HSBC Japan Index fund is one of the very best trackers in a category in which passive funds have performed well. The fund offers broad and representative cap-weighted exposure to Japanese large-cap equities. With around 500 constituents, including a number of mid-caps and small caps, the FTSE Japan Index stands as a better proposition than the more popular but narrower MSCI Japan Index. With an ongoing charge of only 0.21%, the clean share class of the fund is one of the cheapest in the Japan large-cap Morningstar Category.
The yawning fee gap between this fund and that charged by the average fund in the category has proved to be a formidable hurdle for active managers. The low fee, coupled with an underperformance of active managers, has seen the fund clearly outshine its surviving category peers over three, five, and 10 years when ranked on a risk-adjusted basis.

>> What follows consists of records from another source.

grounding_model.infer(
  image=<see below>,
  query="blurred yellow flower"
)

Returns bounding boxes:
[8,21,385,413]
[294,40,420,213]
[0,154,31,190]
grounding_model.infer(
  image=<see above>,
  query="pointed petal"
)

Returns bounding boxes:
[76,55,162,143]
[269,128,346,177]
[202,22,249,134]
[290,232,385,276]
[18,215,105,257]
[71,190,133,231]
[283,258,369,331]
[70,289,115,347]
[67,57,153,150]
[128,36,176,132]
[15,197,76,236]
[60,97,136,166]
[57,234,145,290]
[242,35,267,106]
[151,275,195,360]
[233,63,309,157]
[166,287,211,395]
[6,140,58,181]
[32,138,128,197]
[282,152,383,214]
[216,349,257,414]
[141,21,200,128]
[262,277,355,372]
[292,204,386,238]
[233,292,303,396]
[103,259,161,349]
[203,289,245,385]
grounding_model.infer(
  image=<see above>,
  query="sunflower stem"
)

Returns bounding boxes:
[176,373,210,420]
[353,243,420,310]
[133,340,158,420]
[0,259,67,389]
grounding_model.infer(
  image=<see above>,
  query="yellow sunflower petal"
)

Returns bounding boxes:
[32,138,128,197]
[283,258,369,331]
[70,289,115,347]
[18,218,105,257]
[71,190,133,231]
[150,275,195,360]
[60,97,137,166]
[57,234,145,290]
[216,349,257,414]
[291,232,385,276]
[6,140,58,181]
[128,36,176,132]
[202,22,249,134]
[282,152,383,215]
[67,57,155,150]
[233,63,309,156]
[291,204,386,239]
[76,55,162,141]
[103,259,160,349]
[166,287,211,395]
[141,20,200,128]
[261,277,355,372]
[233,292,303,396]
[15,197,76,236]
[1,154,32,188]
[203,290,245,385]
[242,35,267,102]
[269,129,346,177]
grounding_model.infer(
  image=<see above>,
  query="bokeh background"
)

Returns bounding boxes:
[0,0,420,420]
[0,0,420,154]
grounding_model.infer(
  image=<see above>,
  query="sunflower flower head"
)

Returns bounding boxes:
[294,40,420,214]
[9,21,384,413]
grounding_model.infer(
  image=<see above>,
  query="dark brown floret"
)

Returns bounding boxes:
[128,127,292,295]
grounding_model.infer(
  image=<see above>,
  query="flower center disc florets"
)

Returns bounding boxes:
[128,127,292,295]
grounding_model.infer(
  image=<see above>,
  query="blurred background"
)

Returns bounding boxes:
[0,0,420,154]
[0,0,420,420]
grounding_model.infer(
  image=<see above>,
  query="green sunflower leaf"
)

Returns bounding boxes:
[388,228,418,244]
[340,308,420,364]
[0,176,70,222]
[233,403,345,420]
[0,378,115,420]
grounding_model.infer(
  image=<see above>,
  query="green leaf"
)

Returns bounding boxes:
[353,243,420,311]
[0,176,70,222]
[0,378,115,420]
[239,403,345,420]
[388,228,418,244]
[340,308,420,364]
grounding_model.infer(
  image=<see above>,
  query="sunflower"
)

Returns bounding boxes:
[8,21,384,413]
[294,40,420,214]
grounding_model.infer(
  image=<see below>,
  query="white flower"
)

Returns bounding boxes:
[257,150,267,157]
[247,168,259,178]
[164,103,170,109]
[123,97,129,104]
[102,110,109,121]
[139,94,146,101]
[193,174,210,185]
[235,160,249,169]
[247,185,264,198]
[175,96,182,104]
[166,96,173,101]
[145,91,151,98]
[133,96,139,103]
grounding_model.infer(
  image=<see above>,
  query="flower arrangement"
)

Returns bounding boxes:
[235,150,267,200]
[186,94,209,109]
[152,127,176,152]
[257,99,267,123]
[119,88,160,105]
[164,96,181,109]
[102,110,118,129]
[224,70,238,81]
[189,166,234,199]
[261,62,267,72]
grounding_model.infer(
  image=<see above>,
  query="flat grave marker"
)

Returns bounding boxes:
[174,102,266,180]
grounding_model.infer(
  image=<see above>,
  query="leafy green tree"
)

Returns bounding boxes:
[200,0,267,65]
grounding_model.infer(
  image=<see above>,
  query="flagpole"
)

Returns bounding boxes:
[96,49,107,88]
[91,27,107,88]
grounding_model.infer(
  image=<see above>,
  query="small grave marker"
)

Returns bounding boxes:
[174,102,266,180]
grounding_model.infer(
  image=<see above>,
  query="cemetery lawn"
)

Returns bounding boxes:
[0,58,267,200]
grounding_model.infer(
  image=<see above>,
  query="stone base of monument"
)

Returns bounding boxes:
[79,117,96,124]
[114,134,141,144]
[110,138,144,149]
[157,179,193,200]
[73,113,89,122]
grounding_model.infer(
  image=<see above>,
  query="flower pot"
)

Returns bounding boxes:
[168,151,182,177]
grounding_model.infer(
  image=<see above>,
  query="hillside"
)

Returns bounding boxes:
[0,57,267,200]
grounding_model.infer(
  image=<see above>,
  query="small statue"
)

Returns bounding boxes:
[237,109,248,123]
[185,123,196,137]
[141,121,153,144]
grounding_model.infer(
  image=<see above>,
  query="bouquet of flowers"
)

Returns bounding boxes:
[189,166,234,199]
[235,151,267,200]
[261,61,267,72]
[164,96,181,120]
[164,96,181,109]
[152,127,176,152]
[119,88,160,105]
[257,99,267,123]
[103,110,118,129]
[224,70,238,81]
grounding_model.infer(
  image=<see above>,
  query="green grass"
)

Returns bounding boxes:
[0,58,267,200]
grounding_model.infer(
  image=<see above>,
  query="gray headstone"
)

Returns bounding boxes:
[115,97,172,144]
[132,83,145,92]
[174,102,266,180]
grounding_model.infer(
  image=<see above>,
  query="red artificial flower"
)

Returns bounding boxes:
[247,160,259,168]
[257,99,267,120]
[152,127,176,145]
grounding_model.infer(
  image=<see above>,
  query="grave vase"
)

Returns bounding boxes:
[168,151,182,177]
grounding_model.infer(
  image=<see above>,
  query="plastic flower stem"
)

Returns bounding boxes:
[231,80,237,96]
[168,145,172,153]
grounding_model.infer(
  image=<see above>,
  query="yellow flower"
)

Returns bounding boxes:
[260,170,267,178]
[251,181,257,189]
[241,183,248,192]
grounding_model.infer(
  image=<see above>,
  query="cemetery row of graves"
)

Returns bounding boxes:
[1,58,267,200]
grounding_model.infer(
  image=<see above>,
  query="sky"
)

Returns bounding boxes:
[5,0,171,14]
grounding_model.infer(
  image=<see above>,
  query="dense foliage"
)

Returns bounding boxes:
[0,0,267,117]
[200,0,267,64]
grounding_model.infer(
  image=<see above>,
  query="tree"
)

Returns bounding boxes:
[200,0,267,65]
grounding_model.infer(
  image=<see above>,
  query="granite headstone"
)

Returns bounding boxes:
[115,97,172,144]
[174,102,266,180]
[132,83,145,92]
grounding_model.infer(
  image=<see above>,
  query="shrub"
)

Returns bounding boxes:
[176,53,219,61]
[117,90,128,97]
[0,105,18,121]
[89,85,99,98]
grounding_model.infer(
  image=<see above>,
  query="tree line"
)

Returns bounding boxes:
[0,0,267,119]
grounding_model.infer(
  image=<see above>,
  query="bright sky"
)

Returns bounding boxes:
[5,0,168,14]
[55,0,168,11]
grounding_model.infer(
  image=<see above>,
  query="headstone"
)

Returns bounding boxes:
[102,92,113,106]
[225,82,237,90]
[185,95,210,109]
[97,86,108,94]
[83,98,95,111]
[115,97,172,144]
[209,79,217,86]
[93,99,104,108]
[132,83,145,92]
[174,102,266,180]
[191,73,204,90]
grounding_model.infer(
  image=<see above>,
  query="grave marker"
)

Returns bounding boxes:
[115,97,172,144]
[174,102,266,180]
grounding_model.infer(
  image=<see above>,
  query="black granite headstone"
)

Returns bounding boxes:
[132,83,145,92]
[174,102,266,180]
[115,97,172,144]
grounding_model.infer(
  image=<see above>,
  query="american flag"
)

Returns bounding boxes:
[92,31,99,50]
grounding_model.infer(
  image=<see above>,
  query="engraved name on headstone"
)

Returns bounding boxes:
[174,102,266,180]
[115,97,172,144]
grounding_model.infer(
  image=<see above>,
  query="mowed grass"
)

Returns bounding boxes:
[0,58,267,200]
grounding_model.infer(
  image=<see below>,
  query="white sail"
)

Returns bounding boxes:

We don’t expect the fund to exhibit tight tracking performance because of its use of fair valuation. This mechanism is used to price a fund when the underlying markets are closed. The fund’s "fair value" at midday (UK time) reflects market events that have transpired since the close of the Japanese markets. But because the benchmark makes no such adjustments, it is a source of both tracking error and tracking difference – fund return less index return.
Despite enduring several personnel changes over recent years, we retain a positive view of the index investment team, which remains well staffed with industry veterans.
It is important to note that this fund is not currency-hedged and that future returns will depend upon the potentially volatile yen/pound relationship. Our strong conviction surrounding this fund is built around the broad and representative market exposure offered, its low fee structure, and evidence that active managers struggle to add value within the Japanese Large-Cap category. For these reasons, this fund has been awarded a Morningstar Analyst Rating of Gold.